Hope all is well. When you are trying to sort out the point of a parable just remember there is only one point. To use the word allegory when speaking about the scriptures is frowned upon because the sense is that once you give spiritual meaning to everything, for that is what defines the allegory, you diminish its historicity. Maybe. Maybe not. Remember that people stumble over these things sometimes so you’ll want to tread lightly when talking about this. John 10, in response to your question, has more metaphor than allegory, even though the widely accepted definition for allegory is simply an extended metaphor.
John 10 begins…Truly, truly, I say to you, he who does not enter by the door into the fold of the sheep, but climbs up some other way, he is a thief and a robber. But he who enters by the door is a shepherd of the sheep. To him the doorkeeper opens, and the sheep hear his voice, and he calls his own sheep by name and leads them out. When he puts forth all his own, he goes ahead of them, and the sheep follow him because they know his voice. A stranger they simply will not follow, but will flee from him, because they do not know the voice of strangers.” This figure of speech Jesus spoke to them, but they did not understand what those things were which He had been saying to them
The author uses a contrast to draw your attention to the main point he is making. He is contrasting something. This is where you may have gotten tripped up. You will want to give meaning to the porter. Not only is that a fruitless endeavor but it also looses sight of what a parable is doing, namely making a single point. Allegory will want to spiritualize everything. Though that is entertaining it is also misleading. A great question to help you through this is, “For whom will the porter open the door?” The answer to that question will show you how insignificant the porter is in the parable. Another great question is, “What distinguishes between the response the sheep have toward the porter and the response they have toward thieves?” You will also want to resist eisegeting the thieves and robbers as well.

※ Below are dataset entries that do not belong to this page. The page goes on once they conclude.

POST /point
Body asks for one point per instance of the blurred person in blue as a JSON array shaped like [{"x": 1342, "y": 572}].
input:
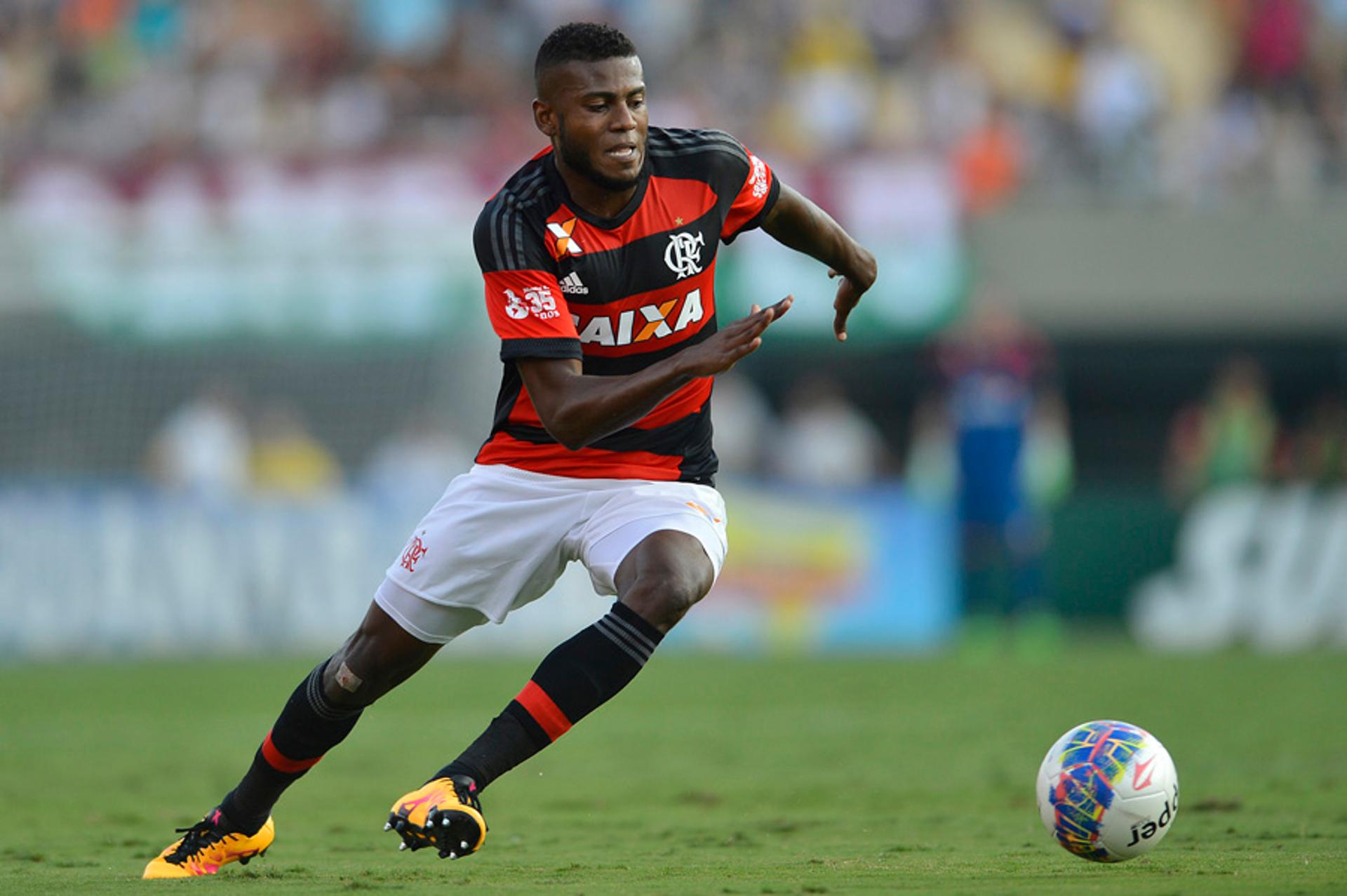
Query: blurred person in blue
[
  {"x": 598, "y": 263},
  {"x": 1012, "y": 462}
]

Don’t try to squeeze the Pharisees in there. Let the author simply contrast verse one with the rest of the paragraph. Ask the question
- How do the thieves enter?
- What is the implication?
- How does the shepherd enter?
- What determines whether or not he is the shepherd?

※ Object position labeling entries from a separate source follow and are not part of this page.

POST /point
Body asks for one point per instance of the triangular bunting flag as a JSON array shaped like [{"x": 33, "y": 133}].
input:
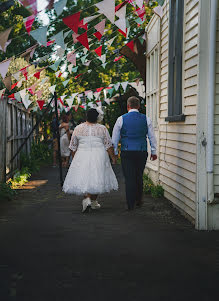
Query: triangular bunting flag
[
  {"x": 59, "y": 39},
  {"x": 158, "y": 10},
  {"x": 26, "y": 101},
  {"x": 2, "y": 92},
  {"x": 65, "y": 82},
  {"x": 4, "y": 37},
  {"x": 109, "y": 43},
  {"x": 72, "y": 21},
  {"x": 91, "y": 18},
  {"x": 40, "y": 35},
  {"x": 83, "y": 40},
  {"x": 124, "y": 85},
  {"x": 69, "y": 101},
  {"x": 4, "y": 68},
  {"x": 139, "y": 3},
  {"x": 71, "y": 57},
  {"x": 28, "y": 22},
  {"x": 107, "y": 7},
  {"x": 100, "y": 26},
  {"x": 40, "y": 103},
  {"x": 116, "y": 86},
  {"x": 58, "y": 6},
  {"x": 52, "y": 89},
  {"x": 121, "y": 24},
  {"x": 130, "y": 45},
  {"x": 98, "y": 50}
]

- Who else will the porter open the door to?
- What is being entered into?
- What is a sheepfold’s purpose?
- How does the shepherd motivate the sheep to follow him?
- Who are the sheep afraid of?
- How well do the sheep know the shepherds voice?
- What does that imply about the relationship?
- Do they follow sight or sound?
- What is significant about that?
- How well does the shepherd know the sheep?
- What is the shepherds intention for the sheep?
- What are the intentions of those who cannot use the door?
- How do sheep respond to the voice of the stranger?
- Who in this parable is a stranger?
- What exactly is a stranger?
- What is verse 2-6 describing?
So…What is the difference between the thieves and the shepherd? Therein lies your contrast.
The next paragraph tells you that Jesus is the door. There is an internal contrast that is important when Jesus gives a temporal reference point.
Jesus tells them He is the door, and that he isn’t a thief. When He says “All who came before me were thieves and robbers,” He is also letting them know that ‘As of this point in time something has changed.’. Ask the question how did the people respond to the ‘All’ who came before Jesus if they were thieves?
Then, when Jesus tells the parable of the good shepherd, he is drawing another internal contrast between the hirling and the good shepherd. What is the eventual result of the sheep when the hireling is on the job? What happens to the sheep? How does that differ from the result of the good shepherd performing his role?
Honestly the good shepherd is not the parable, the sheepfold is(verses 1-6) the door and the good shepherd are just additions to help them understand the point He is making.
Finally, and this is important as well, recognize that the first 18 verse of John 10 are sandwiched in by the blind man material, which makes the parable of the sheepfold and its main point hinging on what is happening on both sides of it. Think, the people are afraid -what are they afraid of? What did the disciples ask Jesus in 9:1-12? What was their understanding about the cause of blindness?
Gosh, I hope this helps. Let me know what you come up with.